The role and mechanism of LARP7 in regulating the STING-dependent autophagy-lysosomal negative feedback loop in diabetic cardiomyopathy

Abstract

Abstract Background Diabetic cardiomyopathy (DCM) is an important cause of heart failure in diabetic patients, and there is no specific drug for DCM. The aim of this study was to investigate the pathogenesis of DCM and identify potential therapeutic targets. Methods Neonatal mouse ventricular cardiomyocytes (NMVCMs) were isolated and cultured. Type 1 diabetes mellitus (T1DM) models were established by high glucose (33 mmol/L) treatment. The knockdown/overexpression of LARP7 was achieved through adenovirus transduction, the overexpression of STING was achieved through plasmid transfection, and the inhibition of STING was achieved through C-176. Then, the expression, activation, and localization of STING and LARP7 in cardiomyocytes under different treatment conditions were observed, and the interaction between the two and the effect of this interaction on the STING-dependent autophagy‒lysosomal "negative feedback loop" were explored.
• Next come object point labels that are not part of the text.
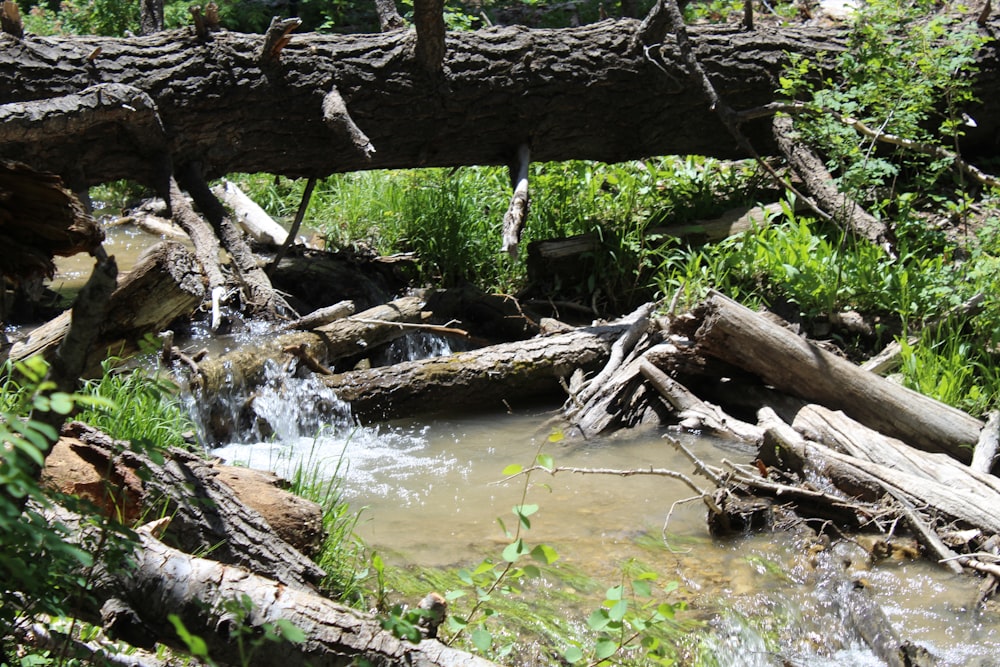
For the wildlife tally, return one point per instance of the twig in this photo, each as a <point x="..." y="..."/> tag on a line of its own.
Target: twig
<point x="910" y="144"/>
<point x="293" y="232"/>
<point x="626" y="472"/>
<point x="423" y="327"/>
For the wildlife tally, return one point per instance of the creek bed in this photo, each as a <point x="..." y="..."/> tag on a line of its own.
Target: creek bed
<point x="432" y="492"/>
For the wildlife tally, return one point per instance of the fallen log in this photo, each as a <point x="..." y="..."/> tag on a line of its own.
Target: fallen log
<point x="166" y="283"/>
<point x="842" y="434"/>
<point x="203" y="594"/>
<point x="244" y="367"/>
<point x="206" y="516"/>
<point x="870" y="481"/>
<point x="490" y="377"/>
<point x="252" y="218"/>
<point x="801" y="368"/>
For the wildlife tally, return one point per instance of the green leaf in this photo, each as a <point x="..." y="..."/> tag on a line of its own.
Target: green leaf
<point x="196" y="645"/>
<point x="482" y="640"/>
<point x="543" y="553"/>
<point x="618" y="609"/>
<point x="61" y="403"/>
<point x="605" y="648"/>
<point x="514" y="550"/>
<point x="482" y="568"/>
<point x="598" y="620"/>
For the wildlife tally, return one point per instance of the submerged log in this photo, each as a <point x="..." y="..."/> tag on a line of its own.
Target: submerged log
<point x="166" y="283"/>
<point x="487" y="378"/>
<point x="206" y="516"/>
<point x="202" y="592"/>
<point x="245" y="366"/>
<point x="799" y="367"/>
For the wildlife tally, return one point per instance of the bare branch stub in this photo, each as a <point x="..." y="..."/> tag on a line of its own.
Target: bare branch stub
<point x="388" y="17"/>
<point x="10" y="19"/>
<point x="277" y="38"/>
<point x="429" y="18"/>
<point x="517" y="212"/>
<point x="338" y="118"/>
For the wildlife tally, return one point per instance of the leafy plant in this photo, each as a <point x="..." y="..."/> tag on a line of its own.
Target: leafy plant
<point x="43" y="564"/>
<point x="628" y="622"/>
<point x="248" y="635"/>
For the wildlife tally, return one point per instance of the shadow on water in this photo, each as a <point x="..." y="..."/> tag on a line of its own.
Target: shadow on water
<point x="432" y="492"/>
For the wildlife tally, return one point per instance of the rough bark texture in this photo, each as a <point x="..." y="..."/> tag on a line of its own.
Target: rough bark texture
<point x="481" y="379"/>
<point x="164" y="285"/>
<point x="166" y="581"/>
<point x="206" y="517"/>
<point x="244" y="367"/>
<point x="563" y="92"/>
<point x="794" y="365"/>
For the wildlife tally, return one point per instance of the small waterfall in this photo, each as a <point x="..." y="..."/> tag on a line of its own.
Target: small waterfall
<point x="300" y="422"/>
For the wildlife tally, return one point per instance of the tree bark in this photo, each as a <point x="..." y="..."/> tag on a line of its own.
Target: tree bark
<point x="563" y="92"/>
<point x="206" y="516"/>
<point x="165" y="284"/>
<point x="244" y="367"/>
<point x="166" y="581"/>
<point x="798" y="367"/>
<point x="487" y="378"/>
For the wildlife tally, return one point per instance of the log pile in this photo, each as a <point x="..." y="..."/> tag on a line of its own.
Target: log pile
<point x="833" y="440"/>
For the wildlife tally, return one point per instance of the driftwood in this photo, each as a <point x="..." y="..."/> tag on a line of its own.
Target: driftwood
<point x="794" y="365"/>
<point x="488" y="378"/>
<point x="821" y="186"/>
<point x="167" y="581"/>
<point x="970" y="504"/>
<point x="344" y="337"/>
<point x="252" y="218"/>
<point x="40" y="218"/>
<point x="206" y="516"/>
<point x="166" y="283"/>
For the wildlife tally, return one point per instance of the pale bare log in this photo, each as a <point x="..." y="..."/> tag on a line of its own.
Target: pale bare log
<point x="252" y="218"/>
<point x="794" y="365"/>
<point x="244" y="367"/>
<point x="166" y="581"/>
<point x="165" y="284"/>
<point x="487" y="378"/>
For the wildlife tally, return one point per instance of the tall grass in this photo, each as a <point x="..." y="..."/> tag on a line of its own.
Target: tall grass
<point x="342" y="554"/>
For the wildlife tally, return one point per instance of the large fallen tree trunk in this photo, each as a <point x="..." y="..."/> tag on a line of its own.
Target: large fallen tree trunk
<point x="217" y="102"/>
<point x="245" y="366"/>
<point x="202" y="593"/>
<point x="487" y="378"/>
<point x="206" y="516"/>
<point x="794" y="365"/>
<point x="166" y="283"/>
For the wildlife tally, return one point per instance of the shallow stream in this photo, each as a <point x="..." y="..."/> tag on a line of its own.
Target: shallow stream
<point x="432" y="491"/>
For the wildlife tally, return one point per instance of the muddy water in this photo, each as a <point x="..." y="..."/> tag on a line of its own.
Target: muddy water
<point x="432" y="493"/>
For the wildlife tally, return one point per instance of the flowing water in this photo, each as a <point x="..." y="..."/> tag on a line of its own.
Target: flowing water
<point x="432" y="492"/>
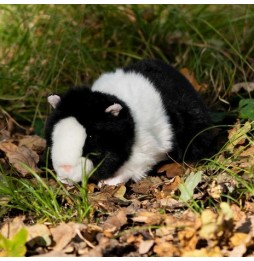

In addition, the fibrosis and apoptosis of cardiomyocytes were evaluated. Results In this study, high glucose increased the expression and activation of STING in NMVCMs, which was accompanied by increased α-SMA and caspase3, and the degradation of STING through the autophagy-lysosomal pathway was suppressed. In addition, high glucose levels caused LARP7 to translocate from the nucleus to the cytoplasm and interact with accumulated STING to inhibit STING degradation, whereas inhibiting STING or LARP7 expression significantly improved high glucose-induced myocardial injury. Conclusion Under high glucose conditions, LARP7 damages mouse cardiomyocytes by inhibiting the STING-dependent autophagy-lysosomal degradation pathway. Targeted inhibition of LARP7 or STING expression may be a potential therapeutic strategy for the treatment of DCM.